進化学会「科研費・ポスドク」ワークショップへの反響

日本進化学会大会から昨夜もどり、今日は公用車を運転して、宮崎県えびの高原に来た。今日から8日まで、生物学科の野外実習である。

進化学会2日目に開催した、「科研費ポスドク」ワークショップには、私の予想をこえてたくさんの方が参加してくださった。50人弱だったと思う。

私ひとりの報告だけで他の講演者をたてなかったのだが、たくさんの質問や意見が出て、2時間半があっという間に終わった。

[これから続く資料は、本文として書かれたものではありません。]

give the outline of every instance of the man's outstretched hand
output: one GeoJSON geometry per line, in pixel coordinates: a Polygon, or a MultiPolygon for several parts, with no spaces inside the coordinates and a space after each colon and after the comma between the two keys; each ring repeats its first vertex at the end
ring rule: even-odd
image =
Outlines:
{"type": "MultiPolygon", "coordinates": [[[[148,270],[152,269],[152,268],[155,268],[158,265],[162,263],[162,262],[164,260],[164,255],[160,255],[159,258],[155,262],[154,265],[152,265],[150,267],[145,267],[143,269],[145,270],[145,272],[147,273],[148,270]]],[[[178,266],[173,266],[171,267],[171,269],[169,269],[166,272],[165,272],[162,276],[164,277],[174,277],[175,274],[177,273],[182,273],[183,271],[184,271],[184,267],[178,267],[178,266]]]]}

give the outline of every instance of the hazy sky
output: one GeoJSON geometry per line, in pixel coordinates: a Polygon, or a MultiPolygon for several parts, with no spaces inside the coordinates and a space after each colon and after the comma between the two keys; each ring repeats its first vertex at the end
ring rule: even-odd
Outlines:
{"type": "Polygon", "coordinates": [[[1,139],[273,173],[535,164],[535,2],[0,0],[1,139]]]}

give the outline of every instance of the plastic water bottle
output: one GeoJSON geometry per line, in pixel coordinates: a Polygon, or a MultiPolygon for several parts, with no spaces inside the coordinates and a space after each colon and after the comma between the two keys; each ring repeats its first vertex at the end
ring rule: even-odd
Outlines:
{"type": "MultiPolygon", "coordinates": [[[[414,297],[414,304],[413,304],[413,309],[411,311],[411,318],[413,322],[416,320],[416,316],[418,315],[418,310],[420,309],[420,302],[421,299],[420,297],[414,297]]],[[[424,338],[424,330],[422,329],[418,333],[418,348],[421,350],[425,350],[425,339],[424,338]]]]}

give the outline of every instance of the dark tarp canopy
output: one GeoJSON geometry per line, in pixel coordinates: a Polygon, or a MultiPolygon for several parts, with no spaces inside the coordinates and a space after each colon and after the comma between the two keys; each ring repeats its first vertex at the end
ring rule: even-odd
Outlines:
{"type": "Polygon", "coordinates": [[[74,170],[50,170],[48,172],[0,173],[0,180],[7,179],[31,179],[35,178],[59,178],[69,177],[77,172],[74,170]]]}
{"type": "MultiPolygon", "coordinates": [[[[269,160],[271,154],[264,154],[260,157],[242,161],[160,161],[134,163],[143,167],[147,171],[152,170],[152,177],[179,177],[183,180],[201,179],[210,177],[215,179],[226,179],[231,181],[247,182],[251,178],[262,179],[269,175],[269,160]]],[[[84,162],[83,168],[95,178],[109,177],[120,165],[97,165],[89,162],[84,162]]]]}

何人かの方が、メールで感想や意見を送ってくださった。たとえば・・・

科研費を出すことのできる立場が最近大きく広がったことは,若手研究者にとって大変よいことだと思います.一方,私の周りには,研究費はあるが生活費がないオーバードクター,オーバーポスドクが目に付きます.(結果的に,非常勤講師などで我々の何倍もの授業をしていたりして,たいへんにもったいない.)これは,科研費などで週1日雇われれば,「研究生・研修員」と して大学に数十万円もの授業料を納めなくてよいことから,そのような方法を(周辺では限定的に)採る場合があることにも関係しています.

この事情は、私もよく承知している。何とかもう少し、PDの採用枠を増やしたいと思う。しかし、その結果、オーバーポスドク問題がより深刻になりはしないか。その疑問を払拭するには、ワークショップで紹介したような「個体群動態モデル」を使って、定量的な将来予測をしてみることが必要だ。

政策的には、将来的に研究を続けていく若手研究者の数を、どれくらいに設定するかという点をまずきちんと判断する必要があるのだと思う。それ抜きに、目先の救済策をとれば、その先にもっと悲惨な運命が待ち受けることになる。ポスドク動態モデルによる定量的な評価ができれば、もっといろいろな対策が提案可能だろう。

たとえば、特別研究員への科研費を減らせば、採択率はあげられる。そうしたほうが良いという意見は、学振POの会議でも聞いた。しかし、学振PD以外に、プロジェクト雇用のポスドクが増え、一方でポスドク1万人計画が失敗だったという評価がある中で、学振PDの採択率を増やす必要性について、説得力のある材料が見出せないでいるのが実情だと思う。

これからアンケート調査をやってデータを集め、年度内には、ポスドクの「個体群動態」について、定量的な議論ができるようにしたい。